I’m greeted inside by Barry, a humble longtime veteran of the cigar industry whose sole display of pride is a subtle lapel pin indicating his official certification in all things tobacco. He remembers me too, greeting me by name; he asks me about how Fine Tobacco NYC’s latest event with Hiram Solomon went, and mentions seeing me in some the event photos. He immediately escorts me towards the Pan Americana shelf, where he knows one of my all-time favorite Sherman cigars reside. Barry professionally stands in the corner, allowing his many customers to take all the time they need in choosing their cigars, all the while exchanging jokes and tidbits of stories with them without losing a beat. I grab my Pan Americana and purchase it with Ryan, one of the younger members of the crew. As he compliments me on my bow tie, I can’t help but notice his suit is tailored to perfection, giving me, and even the older guys a run for our money.
I initially have to stand, due to there being only about a dozen places to sit. No worries though; it gives me ample opportunity to converse with the amiable metalheads coming in from out of town for the first time to catch Black Sabbath at the Garden later tonight.

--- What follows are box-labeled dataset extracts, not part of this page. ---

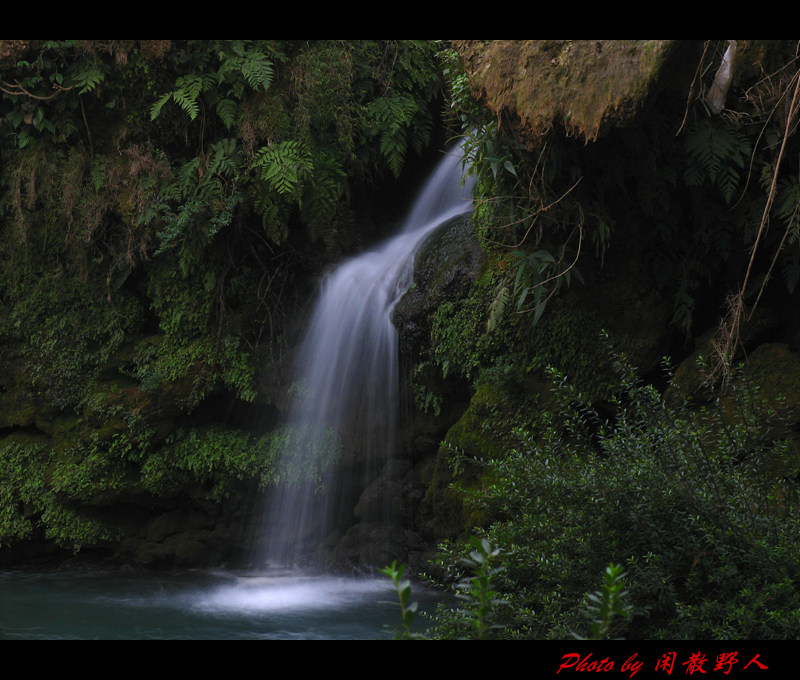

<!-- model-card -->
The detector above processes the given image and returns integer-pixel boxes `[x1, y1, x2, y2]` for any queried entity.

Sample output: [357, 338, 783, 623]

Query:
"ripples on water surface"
[0, 572, 438, 640]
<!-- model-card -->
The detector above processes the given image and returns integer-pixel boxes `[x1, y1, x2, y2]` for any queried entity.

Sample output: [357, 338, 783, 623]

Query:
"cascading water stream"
[267, 141, 472, 567]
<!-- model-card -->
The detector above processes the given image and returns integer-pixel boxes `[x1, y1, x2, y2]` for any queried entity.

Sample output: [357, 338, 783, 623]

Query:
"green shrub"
[428, 342, 800, 639]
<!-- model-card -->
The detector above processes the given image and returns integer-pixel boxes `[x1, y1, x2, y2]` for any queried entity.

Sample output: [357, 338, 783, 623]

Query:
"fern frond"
[254, 140, 314, 195]
[367, 93, 418, 176]
[217, 99, 236, 130]
[241, 53, 275, 92]
[684, 119, 750, 203]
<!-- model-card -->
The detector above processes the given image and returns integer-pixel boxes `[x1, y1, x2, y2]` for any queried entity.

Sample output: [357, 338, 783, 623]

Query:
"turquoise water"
[0, 572, 439, 640]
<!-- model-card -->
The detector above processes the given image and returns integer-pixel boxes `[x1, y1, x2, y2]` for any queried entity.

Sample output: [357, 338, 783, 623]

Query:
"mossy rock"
[392, 216, 486, 359]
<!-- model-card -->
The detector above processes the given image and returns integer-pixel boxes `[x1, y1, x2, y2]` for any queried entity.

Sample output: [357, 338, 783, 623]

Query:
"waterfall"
[267, 138, 472, 567]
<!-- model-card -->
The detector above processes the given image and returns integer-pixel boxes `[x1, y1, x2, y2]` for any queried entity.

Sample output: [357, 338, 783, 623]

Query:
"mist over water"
[266, 146, 472, 567]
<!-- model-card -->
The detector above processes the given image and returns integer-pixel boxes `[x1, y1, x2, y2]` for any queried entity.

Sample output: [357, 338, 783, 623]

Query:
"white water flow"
[267, 141, 472, 568]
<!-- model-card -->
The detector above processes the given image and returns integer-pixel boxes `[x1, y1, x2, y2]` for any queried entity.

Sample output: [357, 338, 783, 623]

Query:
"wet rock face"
[393, 216, 486, 359]
[453, 40, 680, 147]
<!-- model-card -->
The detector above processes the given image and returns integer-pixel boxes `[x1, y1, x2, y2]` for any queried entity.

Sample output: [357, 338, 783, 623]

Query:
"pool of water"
[0, 572, 441, 640]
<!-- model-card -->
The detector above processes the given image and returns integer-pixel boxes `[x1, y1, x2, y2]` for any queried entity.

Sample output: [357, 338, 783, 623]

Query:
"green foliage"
[576, 564, 630, 640]
[685, 118, 751, 205]
[378, 560, 417, 640]
[428, 342, 800, 639]
[456, 536, 505, 640]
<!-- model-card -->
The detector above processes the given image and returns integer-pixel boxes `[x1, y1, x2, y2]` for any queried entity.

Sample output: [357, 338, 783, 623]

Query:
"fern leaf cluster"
[684, 119, 750, 204]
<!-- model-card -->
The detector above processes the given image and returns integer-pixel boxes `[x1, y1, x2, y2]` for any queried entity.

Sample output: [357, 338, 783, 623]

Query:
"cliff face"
[453, 40, 679, 145]
[400, 40, 800, 556]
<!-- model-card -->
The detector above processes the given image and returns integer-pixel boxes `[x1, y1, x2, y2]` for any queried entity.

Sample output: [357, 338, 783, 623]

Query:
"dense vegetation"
[406, 41, 800, 639]
[0, 40, 440, 549]
[0, 40, 800, 638]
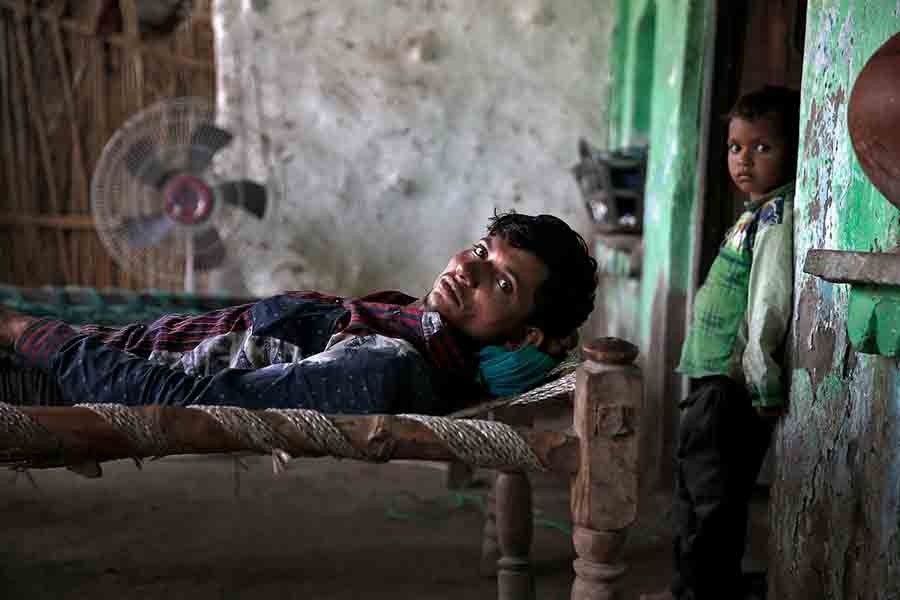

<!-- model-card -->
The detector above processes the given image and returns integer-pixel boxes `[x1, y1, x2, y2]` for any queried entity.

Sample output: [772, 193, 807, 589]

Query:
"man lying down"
[0, 213, 597, 414]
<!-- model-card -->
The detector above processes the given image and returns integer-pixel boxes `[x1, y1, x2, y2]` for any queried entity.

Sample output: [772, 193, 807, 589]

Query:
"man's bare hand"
[0, 305, 35, 350]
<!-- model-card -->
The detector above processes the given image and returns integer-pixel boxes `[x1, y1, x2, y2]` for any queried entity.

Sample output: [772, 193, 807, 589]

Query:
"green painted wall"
[608, 0, 900, 600]
[770, 0, 900, 600]
[609, 0, 713, 485]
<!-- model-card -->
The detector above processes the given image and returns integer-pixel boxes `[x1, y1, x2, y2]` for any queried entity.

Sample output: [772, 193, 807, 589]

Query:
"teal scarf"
[478, 346, 560, 396]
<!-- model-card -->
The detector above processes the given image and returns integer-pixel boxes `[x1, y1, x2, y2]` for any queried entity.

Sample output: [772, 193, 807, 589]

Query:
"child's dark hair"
[488, 211, 597, 337]
[725, 85, 800, 153]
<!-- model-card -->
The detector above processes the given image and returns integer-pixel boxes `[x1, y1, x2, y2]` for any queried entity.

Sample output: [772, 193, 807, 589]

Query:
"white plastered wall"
[214, 0, 612, 294]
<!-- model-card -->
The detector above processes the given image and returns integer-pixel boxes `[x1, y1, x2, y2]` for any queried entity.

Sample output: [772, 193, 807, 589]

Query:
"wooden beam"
[0, 212, 94, 230]
[803, 250, 900, 286]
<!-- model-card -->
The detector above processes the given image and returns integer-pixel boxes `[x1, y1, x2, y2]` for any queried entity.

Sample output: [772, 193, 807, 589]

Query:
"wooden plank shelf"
[803, 250, 900, 286]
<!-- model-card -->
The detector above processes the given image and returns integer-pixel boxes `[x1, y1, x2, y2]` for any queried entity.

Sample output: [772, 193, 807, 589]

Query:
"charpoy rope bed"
[0, 286, 642, 600]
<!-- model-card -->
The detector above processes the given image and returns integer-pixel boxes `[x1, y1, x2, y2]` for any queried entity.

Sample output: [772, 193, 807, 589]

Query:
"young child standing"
[642, 86, 800, 600]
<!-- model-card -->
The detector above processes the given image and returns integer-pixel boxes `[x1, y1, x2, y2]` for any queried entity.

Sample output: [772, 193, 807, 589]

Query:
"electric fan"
[91, 98, 275, 292]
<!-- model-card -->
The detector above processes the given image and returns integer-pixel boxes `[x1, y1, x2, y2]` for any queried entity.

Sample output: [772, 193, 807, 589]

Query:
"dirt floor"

Standing up also lets me admire up close the many ornately decorated humidors, signature cigar accessories, and framed pictures and autographed memorabilia by celebrities like Frank Sinatra up close while the radio plays John Lennon’s “Watching the Wheels.” The crowd is mainly a healthy mix of young and old men, with very few women to be found; not surprising, since the decor gives off more of a turn-of-the-century man cave vibe than anything else.

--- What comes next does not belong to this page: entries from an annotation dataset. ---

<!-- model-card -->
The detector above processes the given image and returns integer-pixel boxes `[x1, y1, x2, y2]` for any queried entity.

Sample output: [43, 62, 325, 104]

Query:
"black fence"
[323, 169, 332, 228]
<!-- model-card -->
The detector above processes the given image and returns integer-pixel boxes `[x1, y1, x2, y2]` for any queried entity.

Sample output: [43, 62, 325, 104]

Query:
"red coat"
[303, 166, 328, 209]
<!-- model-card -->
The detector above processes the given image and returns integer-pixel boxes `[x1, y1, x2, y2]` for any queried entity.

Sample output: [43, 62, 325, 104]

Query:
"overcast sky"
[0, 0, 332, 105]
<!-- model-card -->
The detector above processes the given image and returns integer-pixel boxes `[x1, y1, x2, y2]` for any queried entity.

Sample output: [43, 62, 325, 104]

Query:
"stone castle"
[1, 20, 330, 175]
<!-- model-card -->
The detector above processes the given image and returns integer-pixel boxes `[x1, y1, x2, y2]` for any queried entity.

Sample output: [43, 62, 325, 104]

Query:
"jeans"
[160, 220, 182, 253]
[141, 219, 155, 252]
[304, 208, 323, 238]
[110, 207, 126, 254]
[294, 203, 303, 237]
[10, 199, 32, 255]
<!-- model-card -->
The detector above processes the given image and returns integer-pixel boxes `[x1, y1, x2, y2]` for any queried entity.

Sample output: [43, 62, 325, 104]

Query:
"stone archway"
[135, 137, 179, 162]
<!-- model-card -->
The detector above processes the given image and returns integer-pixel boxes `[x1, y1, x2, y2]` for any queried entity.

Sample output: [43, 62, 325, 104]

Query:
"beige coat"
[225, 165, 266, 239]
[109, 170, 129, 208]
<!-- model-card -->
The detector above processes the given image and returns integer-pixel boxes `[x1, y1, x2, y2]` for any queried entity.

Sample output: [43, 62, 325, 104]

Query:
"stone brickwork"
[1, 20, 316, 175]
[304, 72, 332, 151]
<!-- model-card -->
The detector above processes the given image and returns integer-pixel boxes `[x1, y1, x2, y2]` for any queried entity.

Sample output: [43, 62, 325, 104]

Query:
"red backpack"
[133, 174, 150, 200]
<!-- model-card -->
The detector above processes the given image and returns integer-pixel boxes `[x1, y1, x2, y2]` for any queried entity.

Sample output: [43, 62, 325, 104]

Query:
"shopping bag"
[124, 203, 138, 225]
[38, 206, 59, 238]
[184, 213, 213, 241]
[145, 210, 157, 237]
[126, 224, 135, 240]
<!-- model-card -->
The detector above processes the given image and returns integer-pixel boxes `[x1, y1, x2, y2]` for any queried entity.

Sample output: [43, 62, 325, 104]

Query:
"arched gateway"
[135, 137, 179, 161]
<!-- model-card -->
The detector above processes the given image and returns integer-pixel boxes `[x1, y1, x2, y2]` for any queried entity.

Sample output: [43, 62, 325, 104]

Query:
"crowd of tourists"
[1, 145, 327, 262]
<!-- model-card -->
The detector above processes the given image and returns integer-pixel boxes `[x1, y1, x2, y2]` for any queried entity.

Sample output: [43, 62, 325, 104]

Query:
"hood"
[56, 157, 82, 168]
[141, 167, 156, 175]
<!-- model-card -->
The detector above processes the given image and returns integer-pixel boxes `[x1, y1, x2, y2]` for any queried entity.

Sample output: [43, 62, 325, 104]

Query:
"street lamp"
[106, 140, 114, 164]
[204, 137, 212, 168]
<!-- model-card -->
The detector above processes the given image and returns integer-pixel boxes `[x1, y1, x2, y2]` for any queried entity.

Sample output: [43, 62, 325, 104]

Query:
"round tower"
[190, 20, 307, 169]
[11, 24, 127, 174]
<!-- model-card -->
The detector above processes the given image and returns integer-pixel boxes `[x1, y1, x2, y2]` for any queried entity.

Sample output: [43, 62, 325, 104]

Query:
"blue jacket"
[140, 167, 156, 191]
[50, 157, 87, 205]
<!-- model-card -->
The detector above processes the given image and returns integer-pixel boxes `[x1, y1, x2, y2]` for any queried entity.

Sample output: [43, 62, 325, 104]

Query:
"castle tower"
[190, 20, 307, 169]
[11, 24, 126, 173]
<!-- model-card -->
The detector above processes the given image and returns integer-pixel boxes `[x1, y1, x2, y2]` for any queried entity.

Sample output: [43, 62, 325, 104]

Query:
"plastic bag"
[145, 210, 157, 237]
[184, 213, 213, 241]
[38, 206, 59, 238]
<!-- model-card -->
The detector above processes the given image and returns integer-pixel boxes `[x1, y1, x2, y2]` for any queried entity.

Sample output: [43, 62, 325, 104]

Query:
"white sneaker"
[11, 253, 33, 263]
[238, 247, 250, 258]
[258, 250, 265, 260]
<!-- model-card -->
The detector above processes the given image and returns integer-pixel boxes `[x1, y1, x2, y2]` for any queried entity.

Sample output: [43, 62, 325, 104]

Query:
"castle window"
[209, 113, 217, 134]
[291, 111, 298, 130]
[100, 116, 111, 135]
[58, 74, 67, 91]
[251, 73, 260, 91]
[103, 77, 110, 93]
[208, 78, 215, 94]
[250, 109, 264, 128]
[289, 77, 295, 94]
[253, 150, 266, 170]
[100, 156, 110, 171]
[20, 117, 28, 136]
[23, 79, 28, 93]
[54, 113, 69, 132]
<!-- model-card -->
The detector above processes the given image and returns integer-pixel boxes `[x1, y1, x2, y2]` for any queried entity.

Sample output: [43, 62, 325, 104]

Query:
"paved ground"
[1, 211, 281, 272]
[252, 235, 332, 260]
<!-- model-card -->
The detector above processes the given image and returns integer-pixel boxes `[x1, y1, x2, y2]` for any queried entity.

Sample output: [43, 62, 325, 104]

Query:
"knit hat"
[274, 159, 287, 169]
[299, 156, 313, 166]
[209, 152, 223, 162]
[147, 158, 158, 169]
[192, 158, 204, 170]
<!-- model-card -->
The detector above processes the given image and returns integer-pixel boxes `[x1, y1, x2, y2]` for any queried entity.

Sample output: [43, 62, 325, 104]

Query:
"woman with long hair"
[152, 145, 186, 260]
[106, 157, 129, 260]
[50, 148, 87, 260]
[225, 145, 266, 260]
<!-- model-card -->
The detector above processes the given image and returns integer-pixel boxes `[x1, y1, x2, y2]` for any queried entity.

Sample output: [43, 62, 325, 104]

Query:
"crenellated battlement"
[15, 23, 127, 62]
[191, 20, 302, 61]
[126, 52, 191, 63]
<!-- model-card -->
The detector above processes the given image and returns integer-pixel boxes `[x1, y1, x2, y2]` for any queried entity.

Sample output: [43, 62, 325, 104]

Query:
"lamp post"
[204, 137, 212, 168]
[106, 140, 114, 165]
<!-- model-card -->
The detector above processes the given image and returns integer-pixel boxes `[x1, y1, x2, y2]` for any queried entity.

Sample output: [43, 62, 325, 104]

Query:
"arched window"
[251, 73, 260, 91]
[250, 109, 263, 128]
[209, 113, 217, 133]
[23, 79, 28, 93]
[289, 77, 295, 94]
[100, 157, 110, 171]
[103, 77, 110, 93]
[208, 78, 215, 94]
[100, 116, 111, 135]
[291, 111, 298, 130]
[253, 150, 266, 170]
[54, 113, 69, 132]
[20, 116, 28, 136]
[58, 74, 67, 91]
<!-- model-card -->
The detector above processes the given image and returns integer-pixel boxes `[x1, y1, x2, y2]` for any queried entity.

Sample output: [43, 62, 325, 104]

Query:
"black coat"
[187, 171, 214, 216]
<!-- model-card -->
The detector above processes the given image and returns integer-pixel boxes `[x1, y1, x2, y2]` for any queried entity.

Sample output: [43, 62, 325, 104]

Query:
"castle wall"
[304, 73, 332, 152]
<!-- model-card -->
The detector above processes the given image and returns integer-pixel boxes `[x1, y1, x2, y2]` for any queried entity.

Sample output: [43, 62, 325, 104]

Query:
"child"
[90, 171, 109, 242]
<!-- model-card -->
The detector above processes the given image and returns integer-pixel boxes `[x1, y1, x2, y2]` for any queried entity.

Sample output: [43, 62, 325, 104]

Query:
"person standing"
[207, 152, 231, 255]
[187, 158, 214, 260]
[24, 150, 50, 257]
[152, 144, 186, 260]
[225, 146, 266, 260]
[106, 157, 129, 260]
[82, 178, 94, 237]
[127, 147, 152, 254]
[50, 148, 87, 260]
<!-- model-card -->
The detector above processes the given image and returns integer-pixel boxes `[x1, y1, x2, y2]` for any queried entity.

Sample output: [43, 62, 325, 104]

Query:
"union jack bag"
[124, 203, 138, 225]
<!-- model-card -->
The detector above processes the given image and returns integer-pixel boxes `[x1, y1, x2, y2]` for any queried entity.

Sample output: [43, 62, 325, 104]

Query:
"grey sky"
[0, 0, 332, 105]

The Pan Americana cigar I’m smoking is what you’d get if you took the Townhouse itself and tried to make a flavor out of it based on its vibes, aesthetics, and feel. It’s thick and well-drawn, and its flavor is about as richly earthy as you can get. Brilliant, to put it in one word.
A space eventually opens up, and I take a seat in one of the four chairs centered around a grand ashtray, right next to the register. I’m immediately drawn into a conversation between a construction worker named Roland and a Romanian American gentleman about the GOP primaries. The conversation is soft-spoken and enjoyable, despite the touchy subject, and it transitions seamlessly into Roland telling us about the time he unknowingly ended up offering a puff of his cigar to Paul McCartney on the street.

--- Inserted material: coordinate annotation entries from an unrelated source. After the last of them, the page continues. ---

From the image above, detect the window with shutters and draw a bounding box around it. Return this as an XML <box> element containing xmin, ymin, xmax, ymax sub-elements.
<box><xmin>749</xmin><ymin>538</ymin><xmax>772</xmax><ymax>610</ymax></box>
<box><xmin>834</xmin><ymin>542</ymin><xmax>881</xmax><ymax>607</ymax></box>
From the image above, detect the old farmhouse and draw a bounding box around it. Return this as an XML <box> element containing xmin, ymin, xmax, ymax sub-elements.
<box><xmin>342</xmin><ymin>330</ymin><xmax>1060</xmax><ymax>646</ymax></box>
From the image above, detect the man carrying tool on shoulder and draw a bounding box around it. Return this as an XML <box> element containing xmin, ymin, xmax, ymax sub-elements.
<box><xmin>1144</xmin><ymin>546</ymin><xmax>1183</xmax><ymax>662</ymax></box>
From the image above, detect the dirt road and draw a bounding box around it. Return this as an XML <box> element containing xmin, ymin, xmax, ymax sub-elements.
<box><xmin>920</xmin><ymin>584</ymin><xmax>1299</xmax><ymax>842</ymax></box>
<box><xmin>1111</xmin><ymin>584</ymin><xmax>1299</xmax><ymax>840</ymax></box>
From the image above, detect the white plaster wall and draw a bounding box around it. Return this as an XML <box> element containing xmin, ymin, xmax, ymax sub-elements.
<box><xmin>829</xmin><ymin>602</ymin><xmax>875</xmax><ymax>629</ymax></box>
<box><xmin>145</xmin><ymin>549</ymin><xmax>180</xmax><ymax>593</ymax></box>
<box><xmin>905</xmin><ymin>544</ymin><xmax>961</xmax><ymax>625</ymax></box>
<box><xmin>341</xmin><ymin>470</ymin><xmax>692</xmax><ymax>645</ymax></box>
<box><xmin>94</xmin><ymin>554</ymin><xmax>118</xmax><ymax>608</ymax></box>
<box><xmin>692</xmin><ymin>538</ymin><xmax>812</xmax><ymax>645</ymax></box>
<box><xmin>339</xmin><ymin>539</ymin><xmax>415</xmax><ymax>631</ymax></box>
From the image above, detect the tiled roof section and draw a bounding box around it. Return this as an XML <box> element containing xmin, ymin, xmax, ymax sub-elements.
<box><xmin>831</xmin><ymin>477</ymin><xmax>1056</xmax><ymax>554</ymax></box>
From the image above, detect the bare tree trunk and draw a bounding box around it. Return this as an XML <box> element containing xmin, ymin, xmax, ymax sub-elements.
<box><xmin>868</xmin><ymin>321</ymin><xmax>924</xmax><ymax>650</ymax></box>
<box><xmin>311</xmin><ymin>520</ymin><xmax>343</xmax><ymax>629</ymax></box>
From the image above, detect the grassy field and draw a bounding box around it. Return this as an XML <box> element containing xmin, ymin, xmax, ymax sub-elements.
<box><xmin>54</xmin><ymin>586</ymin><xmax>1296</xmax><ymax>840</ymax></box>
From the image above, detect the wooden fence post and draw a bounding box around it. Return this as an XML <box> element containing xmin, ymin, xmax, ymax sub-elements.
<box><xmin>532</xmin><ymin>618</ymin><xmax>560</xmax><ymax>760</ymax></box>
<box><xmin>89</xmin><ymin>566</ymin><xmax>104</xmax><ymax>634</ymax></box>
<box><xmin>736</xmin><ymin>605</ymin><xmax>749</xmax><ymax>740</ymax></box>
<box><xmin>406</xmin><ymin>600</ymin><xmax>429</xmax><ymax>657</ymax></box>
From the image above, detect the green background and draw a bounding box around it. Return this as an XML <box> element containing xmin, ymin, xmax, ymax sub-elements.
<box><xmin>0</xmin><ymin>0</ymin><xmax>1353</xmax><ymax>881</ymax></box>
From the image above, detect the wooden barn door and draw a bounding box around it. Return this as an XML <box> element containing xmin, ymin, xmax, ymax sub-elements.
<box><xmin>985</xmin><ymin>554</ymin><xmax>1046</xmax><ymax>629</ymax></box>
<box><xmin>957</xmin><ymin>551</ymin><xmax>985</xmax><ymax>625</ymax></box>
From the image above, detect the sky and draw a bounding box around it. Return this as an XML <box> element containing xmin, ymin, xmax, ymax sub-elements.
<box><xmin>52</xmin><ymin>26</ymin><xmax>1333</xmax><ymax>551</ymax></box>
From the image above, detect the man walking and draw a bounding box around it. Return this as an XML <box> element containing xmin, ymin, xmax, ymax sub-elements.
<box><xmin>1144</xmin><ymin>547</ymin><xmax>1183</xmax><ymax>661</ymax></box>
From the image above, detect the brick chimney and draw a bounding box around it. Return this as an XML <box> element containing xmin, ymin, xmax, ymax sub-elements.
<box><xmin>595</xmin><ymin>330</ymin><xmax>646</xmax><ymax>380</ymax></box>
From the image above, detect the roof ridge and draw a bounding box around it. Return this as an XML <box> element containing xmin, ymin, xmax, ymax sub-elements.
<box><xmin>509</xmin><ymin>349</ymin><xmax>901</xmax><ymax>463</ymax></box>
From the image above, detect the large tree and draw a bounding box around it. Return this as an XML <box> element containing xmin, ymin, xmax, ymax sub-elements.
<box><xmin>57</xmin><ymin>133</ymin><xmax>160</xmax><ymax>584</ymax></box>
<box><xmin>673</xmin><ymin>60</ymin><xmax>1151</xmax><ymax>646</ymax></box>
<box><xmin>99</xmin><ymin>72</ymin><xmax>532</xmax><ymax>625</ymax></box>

I go up to Leonor, the lovely female staff member, if I’m permitted to break out a cigar I brought from home. She smiles and approves, asking me if there’s anything else I need. I ask if I can take a picture with her. She again says yes, and after a few well-placed one liners, Cliff gladly plays photographer. Roy Orbison’s “Pretty Woman” is playing by this point, seemingly on cue. I'm even lucky enough to catch sight of Yakub, one of the Townhouse’s managers. His wool and silk blazer, vest and bow tie combination alone, also meticulously tailored, indicate his rank; again, no need for a name tag. He greets me on his way downstairs and agrees to pose for a quick photo with Adam, another longtime staff member. It's a temporary reprieve from the great responsibility that comes with managing one of the City’s most iconic cigar lounges, but as the photo shows, Yakub joyfully carries a heavy weight on his shoulders.
Cigars are smoked, more stories are told, jokes are exchanged, wisdom is passed down, good times are had by all. Next thing I know, it’s 4:30. As I prepare to leave, the staff and my smoke mates bid me farewell one by one. It certainly wasn’t my first time smoking at the Nat Sherman Townhouse, and it certainly won’t be my last, if I have anything to say about it.
But that doesn't make it any harder to leave.